Exploit your cores!
If you don’t have Stata-MP, it can be difficult to benefit from all the cores on your computer. However, if your problem can be split up in parts that can run in parallel, it is easy to run multiple instances of Stata. In this note I demonstrate a simple case, using the example of a simulation I wish to run many times.
To do this, you need to write your program to take parameters so that it can be invoked multiple times but produce different results. To avoid having all instances writing to the same log file, the source do-file needs to be renamed or placed in multiple locations. In this example I create subdirectories and place copies there, but you could simply copy the source do-file to numbered copies.
The command-line parameters can include things like a random seed, or other settings that need to differ across runs.
I present a pretty simple example simulation: given a true ranking that is based on a true continuous score variable, what does measurement error in the ranking look like if there is measurement in the score variable? I simulate 100 cases, calculating their true rank from the true score (a standard normal random variable), and then a second rank based on the score with a certain amount of random-normal error added (a normal random variable, mean zero, standard deviation given by a parameter). My summary statistic for each replication is the mean across the 100 cases of the absolute difference between the ranks; I store this in a .dta
file using Stata’s postfile
framework. For each value of the error parameter (a list between 0.01 and 1), I want, say, 10,000 replications. On my desktop, I have 8 cores, so we can run 8 times 1,250 replications at once.
To set the 8 instances running, I have written a little unix shell-script. Stata could also be used to carry out this task, or a DOS .bat
file.
for a in {1..8}; do mkdir -p run$a cp -p ranktest_mp.do run${a}/ ( cd run$a && stata -b do ranktest_mp "$RANDOM 1250" ) & done
This creates the 8 required subdirectories (mkdir -p
will not trigger an error if they already exist), and copies the ranktest_mp.do
file to each one. The commands in parentheses change directory to each subdirectory and invoke Stata on the file, passing as a single string two parameters, one the random seed (using the Bash built-in RANDOM
environment variable) and the number of replications each instance is to do. The “&” at the end makes these run in the background, and means the eight runs will be triggered in parallel.
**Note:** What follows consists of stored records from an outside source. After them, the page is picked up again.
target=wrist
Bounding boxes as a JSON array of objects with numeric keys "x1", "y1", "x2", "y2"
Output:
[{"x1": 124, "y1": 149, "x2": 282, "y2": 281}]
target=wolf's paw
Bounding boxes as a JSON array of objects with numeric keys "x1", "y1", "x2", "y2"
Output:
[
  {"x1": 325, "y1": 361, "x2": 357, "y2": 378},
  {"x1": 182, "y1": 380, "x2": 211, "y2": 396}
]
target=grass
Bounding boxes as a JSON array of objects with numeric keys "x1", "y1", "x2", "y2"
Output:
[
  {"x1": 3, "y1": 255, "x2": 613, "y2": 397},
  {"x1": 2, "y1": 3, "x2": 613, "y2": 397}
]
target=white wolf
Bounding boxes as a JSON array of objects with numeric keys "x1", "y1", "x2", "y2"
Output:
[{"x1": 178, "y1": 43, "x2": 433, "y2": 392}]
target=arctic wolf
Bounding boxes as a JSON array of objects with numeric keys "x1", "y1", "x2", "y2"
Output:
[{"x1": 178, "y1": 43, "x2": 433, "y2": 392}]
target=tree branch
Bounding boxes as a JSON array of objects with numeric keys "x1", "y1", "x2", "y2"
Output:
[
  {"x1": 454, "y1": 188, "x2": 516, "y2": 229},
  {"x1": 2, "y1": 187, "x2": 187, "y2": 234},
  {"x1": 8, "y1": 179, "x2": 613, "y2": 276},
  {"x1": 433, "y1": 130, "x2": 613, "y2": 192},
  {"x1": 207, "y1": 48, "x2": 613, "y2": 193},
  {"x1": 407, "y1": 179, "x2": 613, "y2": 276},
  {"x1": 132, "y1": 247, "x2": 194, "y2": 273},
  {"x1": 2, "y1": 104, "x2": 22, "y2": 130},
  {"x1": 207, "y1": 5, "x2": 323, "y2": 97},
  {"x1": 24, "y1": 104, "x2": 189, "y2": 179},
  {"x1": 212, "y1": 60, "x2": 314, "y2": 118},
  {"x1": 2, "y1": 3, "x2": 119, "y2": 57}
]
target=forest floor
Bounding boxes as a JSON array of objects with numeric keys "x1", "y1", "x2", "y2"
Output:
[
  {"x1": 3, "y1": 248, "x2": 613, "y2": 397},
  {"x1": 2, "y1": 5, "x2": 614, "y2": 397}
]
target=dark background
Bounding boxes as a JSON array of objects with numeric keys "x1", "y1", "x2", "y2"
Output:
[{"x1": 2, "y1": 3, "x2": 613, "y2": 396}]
The code in the do-file begins by accessing the command line parameters, setting up the postfile, and setting (and displaying, for the record) the random seed
// Take arguments from the command line args seed replications // Open a file to post the results to postfile pf error meandiff using ranktest, every(10) set seed `seed' di "Seed: `c(seed)'"
We then have a pair of loops, the outer one repeating as many times as the replications
parameter, and the inner one repeating the calculation for a number of levels of measurement error. At the end of each inner loop, the results (both the error parameter and the summary statistic) are posted to the postfile
. When the outer loop terminates, the postfile is closed.
// for each error level, run many simulations forvalues x = 1/`replications' { foreach error of numlist 0.01 0.05 0.1 0.2 0.5 1.0 { clear set obs 100 gen score = rnormal() sort score gen rank = _n gen score2 = score + rnormal(0,`error') sort score2 gen rank2 = _n gen absdiff = abs(rank - rank2) qui su absdiff post pf (`error') (`r(mean)') } } postclose pf
At the end we need to gather the results and report a summary. We have 8 subdirectories each containing a file =ranktest.dta=. This is easily done:
use run1/ranktest gen run = 1 forvalues x = 2/8 { append using run`x'/ranktest replace run = `x' if missing(run) } graph box meandiff, over(error)
Timing
You can play around with using different numbers of cores. In my experience the more cores you use the less the additional improvement (so for instance, 8 cores are not twice as fast as 4) but still the more cores used the less time taken overall. One way to capture the time info on Unix is to wrap the Stata invocation in the time
command:
for a in {1..8}; do mkdir -p run$a cp -p ranktest_mp.do run${a}/ ( cd run$a && time stata -b do ranktest_mp "$RANDOM 1250" ) & done
Alternatively use Stata’s timer
command.
Summary
When you have a simply parallelisable problem (like a simulation) it’s easy to split and run it over multiple cores. The key trick is to make multiple copies of the do-file and to pass parameters to it.
Hi Brendan,
This example has been very helpful for me. I am running a simulation on Stata and would like to use all cores (the model fits I am using have not been parallelized in Stata/MP).
You have written the little unix shell-script and say Stata could also be used to carry out this task, or a DOS .bat file. Do you have an example of how this code could be written Stata or a DOS .bat file to run the Stata instances in parallel? I am struggling to translate the unix shell script as a non-unix user.
Jane
Hi Jane,
The main code translated to Stata might look something like this, in part:
forvalues x = 1/8 {
mkdir run`x’
copy ranktest_mp.do run`x’/
cd run`x’
winexec stata -b do ranktest_mp “`=runiformint(0,99999)’ 1250”
cd ..
}
I don’t have access to Stata for Windows at the moment, so I can’t test it, and I am not 100% sure winexec will behave.